Painting flourished in Denmark from 1801 to ’64 – the period covered by the exhibition (14 years longer than the commonly accepted period) – thanks to the rise of a middle class able to afford artworks and the corresponding increase in the popularity of individual and family portraits. As the painters prospered, they started making larger works and began to travel and learn from the artists of Italy, France and the other Scandinavian countries.
The instigator and great star of this Golden Age was Christoffer Wilhelm Eckersberg, who was not only a great painter himself but also influenced a whole generation of artists as a teacher at the Royal Danish Academy of Fine Arts.
As a budding artist, Eckersberg traveled to France, where he studied with neoclassical French painter Jacques-Louis David in Paris for a year, and to Rome, where he practiced painting en plein air and developed a more naturalistic style. As the exhibition’s curators say of the 30 studies he brought home from Italy: “With their pure naturalism and their treatment of light, nature and architecture, they had the effect of a bombshell on Copenhagen’s art scene.”
While outside influences are apparent in the 200 works in the show – the special light of Italy illuminates Eckersberg’s paintings and those of his followers – they have a particular style that strikes the eye immediately, with their precisely painted subjects and a kind of cool approach that contrasts with the emotionalism and drama of the Romantic movement, then flourishing in other European countries. It all conspires to create a feeling of tranquility and well-being that must have reflected the comfort of the Danish bourgeoisie at the time.
Naturally, Eckersberg is well-represented in the show, with everything from portraits to street scenes, mythological scenes and landscapes. While he usually painted outdoors, this view of Rome seen through the arches of the Coliseum was actually painted in his studio and based on three different studies of the monument.
Some of the paintings here have atypical subject matter.
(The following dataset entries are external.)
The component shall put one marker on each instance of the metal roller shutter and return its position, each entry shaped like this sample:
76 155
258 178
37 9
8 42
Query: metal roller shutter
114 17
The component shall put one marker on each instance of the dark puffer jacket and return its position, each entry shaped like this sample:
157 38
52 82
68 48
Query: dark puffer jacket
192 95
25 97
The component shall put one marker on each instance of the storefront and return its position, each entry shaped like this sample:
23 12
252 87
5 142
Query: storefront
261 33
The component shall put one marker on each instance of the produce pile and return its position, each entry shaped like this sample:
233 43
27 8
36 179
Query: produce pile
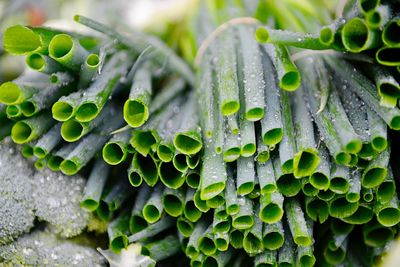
273 149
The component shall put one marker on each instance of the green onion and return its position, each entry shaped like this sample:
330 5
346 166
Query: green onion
82 153
191 212
271 209
213 174
307 188
231 199
266 177
287 146
320 178
388 214
244 218
67 50
205 94
188 137
357 36
137 223
363 215
222 241
252 76
305 256
322 117
173 201
340 207
386 190
340 177
286 254
376 235
367 92
179 162
317 209
43 63
152 230
140 42
136 111
185 227
228 88
199 203
118 194
236 238
391 33
29 129
58 157
90 68
47 142
206 242
273 236
306 160
216 201
97 95
162 249
14 111
335 256
170 176
296 39
253 237
287 184
378 131
94 186
266 258
192 249
118 231
297 223
153 208
115 150
231 148
348 137
376 171
287 72
271 124
20 40
143 168
193 178
220 225
353 195
245 175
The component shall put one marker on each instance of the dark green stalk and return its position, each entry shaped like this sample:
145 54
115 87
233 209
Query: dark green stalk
162 249
271 209
271 124
136 111
173 201
153 208
287 72
306 160
118 231
137 223
297 223
191 212
273 236
95 185
115 150
30 129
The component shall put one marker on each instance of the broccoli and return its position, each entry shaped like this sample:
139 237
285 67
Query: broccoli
42 248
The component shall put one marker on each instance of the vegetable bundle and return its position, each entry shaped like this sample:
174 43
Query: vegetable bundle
277 157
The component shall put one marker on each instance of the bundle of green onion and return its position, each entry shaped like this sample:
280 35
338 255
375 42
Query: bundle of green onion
272 160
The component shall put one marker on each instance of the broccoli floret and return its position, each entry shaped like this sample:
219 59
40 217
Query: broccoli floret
57 201
42 248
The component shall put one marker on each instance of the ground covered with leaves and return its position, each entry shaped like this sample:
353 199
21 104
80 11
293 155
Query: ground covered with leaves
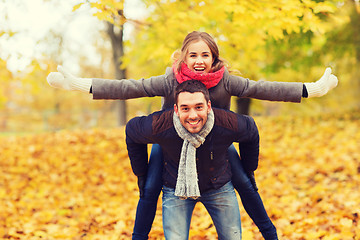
79 185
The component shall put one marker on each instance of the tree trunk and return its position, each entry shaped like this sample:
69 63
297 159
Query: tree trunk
116 37
243 106
355 26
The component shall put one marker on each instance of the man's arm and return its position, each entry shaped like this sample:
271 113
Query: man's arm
248 143
138 135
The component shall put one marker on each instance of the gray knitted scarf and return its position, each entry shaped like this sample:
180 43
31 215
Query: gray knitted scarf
187 181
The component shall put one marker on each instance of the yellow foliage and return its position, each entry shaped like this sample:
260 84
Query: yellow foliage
79 184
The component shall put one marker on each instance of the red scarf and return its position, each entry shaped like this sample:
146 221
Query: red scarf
210 79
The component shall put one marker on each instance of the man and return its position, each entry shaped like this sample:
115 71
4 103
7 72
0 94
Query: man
195 139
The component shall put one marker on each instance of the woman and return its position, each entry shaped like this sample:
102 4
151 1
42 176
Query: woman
199 60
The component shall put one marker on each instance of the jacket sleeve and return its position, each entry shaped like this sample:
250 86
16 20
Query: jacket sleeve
248 143
129 88
138 134
264 90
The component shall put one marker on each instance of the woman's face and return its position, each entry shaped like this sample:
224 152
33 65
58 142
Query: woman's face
199 58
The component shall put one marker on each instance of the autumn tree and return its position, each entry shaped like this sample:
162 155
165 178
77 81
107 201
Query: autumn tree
242 30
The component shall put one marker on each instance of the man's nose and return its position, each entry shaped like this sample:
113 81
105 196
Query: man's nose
199 59
192 114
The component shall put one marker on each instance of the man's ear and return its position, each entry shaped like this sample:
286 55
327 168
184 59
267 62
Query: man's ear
176 110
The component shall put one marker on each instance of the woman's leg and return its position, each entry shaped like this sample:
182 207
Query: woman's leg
250 198
146 208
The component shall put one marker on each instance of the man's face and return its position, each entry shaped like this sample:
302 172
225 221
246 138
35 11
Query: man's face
192 110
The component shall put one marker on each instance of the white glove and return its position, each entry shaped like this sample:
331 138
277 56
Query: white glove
65 80
319 88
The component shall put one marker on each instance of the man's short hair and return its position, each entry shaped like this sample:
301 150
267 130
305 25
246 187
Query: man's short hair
191 86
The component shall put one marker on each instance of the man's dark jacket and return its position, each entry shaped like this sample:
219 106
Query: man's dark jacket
212 162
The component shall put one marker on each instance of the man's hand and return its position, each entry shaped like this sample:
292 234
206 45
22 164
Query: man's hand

Christen Købke, for example, depicts a workman dusting the base of a plaster cast of an Antique sculpture in a painting dating from 1830. Others seem very modern in the simplicity of their subject matter as the painters moved outdoors to paint from life: a water-filled ditch (Lorenz Frølich), a field of oats (Peter Christian Skovgaard) or a rough wooden bridge over a stream (Dankvart Dreyer).
In one very creepy scene, inspired by Henry Fuseli’s painting of the same name, “The Nightmare” (1846), by Ditlev Blunck, a demon in the form of a half-human rabbit sits on the stomach of a sleeping woman who appears to be in a state of ecstasy, staring at her exposed breasts. The floor beside the bed is littered with flowers, shoes, an open book and some sheet music.
Among the portraits, I was especially impressed by Constantin Hansen’s “A Girl, Elise Købke, with a Cup” (1850), in which the subject is captured as she looks up from stirring her drink and gazes with curiosity at the viewer. I was also struck by the incredible sensitivity of many of the drawings on show. It’s hard to single out just one, but there are a number of exceptional pieces by Købke, who was the real star of this exhibition for me, although so many other talented painters are on show.
As always, the Petit Palais has done a beautiful job with the scenography for the exhibition, with colored walls, photographic blowups and even a reconstructed studio based on images found in some of the paintings, where visitors can try out the perspective technique invented by Eckersberg and make their own drawings.
One gets the impression that these artists were truly reveling in their work during their Golden Age. Make sure you go and revel in it, too.